Perhaps the point is precisely that the public restroom is the only everyday social institution remaining in which separation by gender is the norm, and undoing that separation would feel like the last shot in the “war on gender” itself. As we consider the possibility of electing our first female President, the bathroom as the site of sex difference has been underlined by another candidate, Donald Trump, who said, “I don’t want to think about” the “disgusting” things Hillary Clinton was doing in the bathroom, in a comment widely understood to be about her female sex. Though both men and women must perform private bodily functions in public bathrooms, the mere thought of a woman doing it implied an irreducible sex difference that made plain a gross incongruity with the ultimate public role. Public restrooms are not just toilets; for more than a hundred years, they have implicated questions of who really belongs in public, civic, and professional life.
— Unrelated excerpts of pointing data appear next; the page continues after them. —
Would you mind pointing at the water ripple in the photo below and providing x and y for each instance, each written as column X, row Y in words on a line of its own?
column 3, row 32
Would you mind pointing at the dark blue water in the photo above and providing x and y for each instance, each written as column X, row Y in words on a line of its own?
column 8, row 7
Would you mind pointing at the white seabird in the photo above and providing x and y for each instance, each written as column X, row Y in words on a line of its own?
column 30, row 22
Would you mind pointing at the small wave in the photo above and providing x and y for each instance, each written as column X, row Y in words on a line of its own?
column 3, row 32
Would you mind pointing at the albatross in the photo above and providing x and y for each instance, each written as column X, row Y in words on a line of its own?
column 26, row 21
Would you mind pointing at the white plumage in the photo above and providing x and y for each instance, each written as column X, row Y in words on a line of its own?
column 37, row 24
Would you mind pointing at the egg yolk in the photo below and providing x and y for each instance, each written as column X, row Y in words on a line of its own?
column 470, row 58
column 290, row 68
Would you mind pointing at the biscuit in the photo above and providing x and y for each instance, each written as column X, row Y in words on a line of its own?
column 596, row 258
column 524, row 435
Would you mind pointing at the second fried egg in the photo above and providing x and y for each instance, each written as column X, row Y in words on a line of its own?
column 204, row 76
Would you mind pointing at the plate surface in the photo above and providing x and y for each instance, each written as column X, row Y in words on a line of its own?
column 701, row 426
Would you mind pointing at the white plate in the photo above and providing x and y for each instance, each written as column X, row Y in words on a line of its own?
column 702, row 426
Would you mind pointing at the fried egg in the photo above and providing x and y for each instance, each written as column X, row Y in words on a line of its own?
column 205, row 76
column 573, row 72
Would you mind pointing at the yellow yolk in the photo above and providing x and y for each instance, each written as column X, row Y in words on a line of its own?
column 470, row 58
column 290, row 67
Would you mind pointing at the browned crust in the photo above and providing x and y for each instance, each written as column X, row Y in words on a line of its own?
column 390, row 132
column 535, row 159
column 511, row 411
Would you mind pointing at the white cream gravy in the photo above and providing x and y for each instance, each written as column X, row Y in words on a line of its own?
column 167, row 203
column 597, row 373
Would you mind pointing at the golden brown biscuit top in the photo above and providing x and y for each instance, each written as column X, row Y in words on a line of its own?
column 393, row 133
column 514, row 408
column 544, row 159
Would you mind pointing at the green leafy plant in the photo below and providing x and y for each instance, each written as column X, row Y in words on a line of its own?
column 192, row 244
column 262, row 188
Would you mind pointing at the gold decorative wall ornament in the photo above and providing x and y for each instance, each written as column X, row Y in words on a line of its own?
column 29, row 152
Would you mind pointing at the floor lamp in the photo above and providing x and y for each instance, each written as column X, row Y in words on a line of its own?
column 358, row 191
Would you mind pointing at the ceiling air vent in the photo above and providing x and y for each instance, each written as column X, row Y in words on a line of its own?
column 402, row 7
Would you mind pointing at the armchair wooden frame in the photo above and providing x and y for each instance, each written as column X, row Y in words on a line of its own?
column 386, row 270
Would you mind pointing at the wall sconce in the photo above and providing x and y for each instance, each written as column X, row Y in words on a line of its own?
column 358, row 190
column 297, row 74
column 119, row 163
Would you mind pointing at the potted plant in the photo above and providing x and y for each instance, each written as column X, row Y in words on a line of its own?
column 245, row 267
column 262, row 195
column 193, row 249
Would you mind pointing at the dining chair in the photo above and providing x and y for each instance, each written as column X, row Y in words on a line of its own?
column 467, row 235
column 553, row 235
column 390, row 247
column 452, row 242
One practical reason we can’t change to unsegregated bathrooms overnight is that municipal, state, and federal legal codes, many with origins in the nineteenth century, mandate that there be separate facilities for each sex, in businesses and places of work. These widespread codes could be changed one by one. But it seems more likely that, when it comes to multi-stall bathrooms, gender segregation will remain the norm, and that we will see the addition of more single-stall restrooms that are open to any gender. Transgender people’s need to use bathrooms that match their identified gender is modest and not reasonably denied. Old ideology, in the meantime, stays alive in mundane legal regulation that resists more thorough change and determines our plumbing.